Zahlreiche Umstrukturierungsversuche der Gesellschaft, um aus der Verlustzone heraus zu kommen, blieben in der jüngeren Vergangenheit erfolglos. Air Berlin war mehr oder minder vom finanziellen Engagement des größten Anteilseigners Etihad abhängig. Etihad ist die staatliche Fluggesellschaft der Vereinigten Arabischen Emirate und hat Air Berlin durch erhebliche Zuschüsse in den letzten Jahren am Leben erhalten.

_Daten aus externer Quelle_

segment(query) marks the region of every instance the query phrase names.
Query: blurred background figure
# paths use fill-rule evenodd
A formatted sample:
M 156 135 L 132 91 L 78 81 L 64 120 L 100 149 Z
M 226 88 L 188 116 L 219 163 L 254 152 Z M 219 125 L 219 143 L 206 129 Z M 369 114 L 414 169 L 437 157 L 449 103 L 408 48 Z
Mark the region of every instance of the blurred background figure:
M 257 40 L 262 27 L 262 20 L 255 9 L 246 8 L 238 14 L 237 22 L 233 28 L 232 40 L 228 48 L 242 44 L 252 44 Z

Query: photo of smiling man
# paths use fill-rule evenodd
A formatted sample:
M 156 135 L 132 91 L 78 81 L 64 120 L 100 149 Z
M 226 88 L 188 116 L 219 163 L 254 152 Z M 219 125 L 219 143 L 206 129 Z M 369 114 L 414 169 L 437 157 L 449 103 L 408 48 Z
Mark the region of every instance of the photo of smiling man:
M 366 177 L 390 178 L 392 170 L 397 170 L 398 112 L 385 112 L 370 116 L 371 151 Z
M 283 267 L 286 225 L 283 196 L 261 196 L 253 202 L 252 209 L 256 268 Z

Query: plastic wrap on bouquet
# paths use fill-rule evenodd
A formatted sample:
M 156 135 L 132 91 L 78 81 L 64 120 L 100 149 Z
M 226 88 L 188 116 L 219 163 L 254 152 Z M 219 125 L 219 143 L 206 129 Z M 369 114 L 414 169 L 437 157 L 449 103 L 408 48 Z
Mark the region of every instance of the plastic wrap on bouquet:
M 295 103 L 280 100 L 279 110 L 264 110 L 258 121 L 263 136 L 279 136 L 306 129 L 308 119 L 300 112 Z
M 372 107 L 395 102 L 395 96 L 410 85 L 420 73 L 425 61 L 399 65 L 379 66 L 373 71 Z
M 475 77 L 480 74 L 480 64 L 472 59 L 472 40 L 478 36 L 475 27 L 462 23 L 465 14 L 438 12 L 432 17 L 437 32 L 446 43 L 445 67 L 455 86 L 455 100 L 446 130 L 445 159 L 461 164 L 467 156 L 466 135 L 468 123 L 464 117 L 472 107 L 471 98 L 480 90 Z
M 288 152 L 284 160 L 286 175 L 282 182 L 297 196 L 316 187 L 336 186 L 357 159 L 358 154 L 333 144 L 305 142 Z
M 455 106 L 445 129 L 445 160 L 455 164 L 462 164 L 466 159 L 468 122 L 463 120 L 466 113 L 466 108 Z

Doch nachdem die arabische Gesellschaft jetzt verkündete, dass es keine weitere finanzielle Unterstützung geben werde, war die Anmeldung der Insolvenz seitens Air Berlin die einzig verbliebene Option.
Anders als in den USA, wo eine von der Pleite bedrohte Firma sich unter den Schutz eines besonderen Paragraphen begeben kann, um der Insolvenz zu entgehen (Chapter 11 bankruptcy code) und eine umfangreiche Restrukturierung anzustreben, wird der Insolvenzverwalter von Air Berlin alle Hände voll zu tun haben, um zu retten, was vielleicht noch zu retten ist. Der Platzhirsch, Lufthansa, jedenfalls reibt sich schon die Hände und dessen Geier kreisen bereits über das noch nicht einmal verendete Aas des einstigen Herausforderers.